Talvez nem todos saibam, mas ainda hoje os médicos prestam o juramento de Hipócrates mostrando a que ponto a civilização ocidental é devedora dos gregos.

5. O tratado Sobre a natureza do homem e a doutrina dos quatro humores

A medicina hipocrática passou para a história como uma medicina baseada na doutrina dos quatro humores: “fleuma”, “sangue”, “bile amarela” e “bile negra”.

Ora, no Corpus Hippocraticum há um tratado, intitulado A natureza do homem, que codifica de modo paradigmático essa doutrina. Os antigos consideravam-no como sendo de Hipócrates, mas parece que o autor foi Políbio, genro de Hipócrates. Por outro lado, a rígida sistematização desse tratado sobre A natureza do homem não se coaduna com o conteúdo de A medicina antiga. Na realidade, tudo o que Hipócrates dizia em A medicina antiga precisava ser completado teoricamente com um esquema geral que fornecesse os quadros dentro dos quais se deveria ordenar a experiência médica. Hipócrates havia falado de “humores”, mas sem definir sistematicamente o seu número e as suas qualidade. Também havia falado da influência do quente, do frio e das estações, como vimos, mas apenas como coordenadas ambientais.
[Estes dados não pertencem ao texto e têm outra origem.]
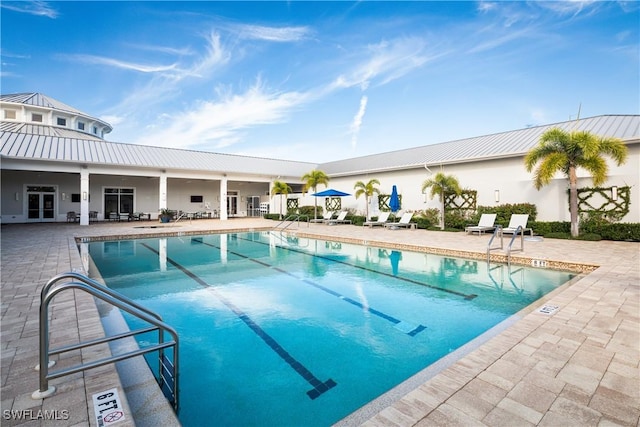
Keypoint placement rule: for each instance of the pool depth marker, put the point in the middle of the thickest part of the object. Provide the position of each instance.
(319, 387)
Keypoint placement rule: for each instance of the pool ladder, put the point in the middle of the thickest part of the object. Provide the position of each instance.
(509, 250)
(167, 368)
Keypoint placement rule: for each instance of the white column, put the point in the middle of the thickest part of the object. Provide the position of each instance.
(162, 191)
(84, 197)
(223, 198)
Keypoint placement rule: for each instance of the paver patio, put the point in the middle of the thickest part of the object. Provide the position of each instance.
(579, 365)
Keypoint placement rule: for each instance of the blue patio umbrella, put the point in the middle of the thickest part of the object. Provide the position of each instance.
(394, 200)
Políbio combinou a doutrina das quatro qualidades, proveniente dos médicos itálicos, com as doutrinas hipocráticas oportunamente desenvolvidas, compondo o seguinte quadro: a natureza do corpo humano é constituída por sangue, fleuma, bile amarela e bile negra; o homem está “sadio” quando esses humores estão “reciprocamente bem temperados por propriedade e quantidade” e a mistura é completa; entretanto, está “doente” quando “há excesso ou carência deles” ou quando falte aquela condição de “bem temperados”; aos humores correspondem as quatro estações, bem como quente e frio, seco e úmido.

A figura [de capa desta postagem] ilustra bem esses conceitos, com algumas explicitações posteriores (o primeiro círculo representa os elementos de origem itálica, o segundo as qualidades correspondentes, o terceiro os humores, o quarto as estações correspondentes e afins; os últimos dois círculos representam os temperamentos do homem e as suas relativas predisposições para as doenças; poder-se-ia também acrescentar as correspondentes fases da vida do homem, em si mesmas, mas elas são óbvias, devido à perfeita coincidência com as estações).

Esse claro esquema, que conciliava instâncias opostas, e a lúcida síntese das doutrinas médicas nele baseada garantiram um imenso sucesso ao tratado. Galeno iria defender a autenticidade hipocrática do conteúdo desse texto e o completaria com uma elaborada doutrina dos “temperamentos”, de sorte que o esquema manteve-se como uma pedra de toque na história da medicina e um ponto de referência durante dois milênios.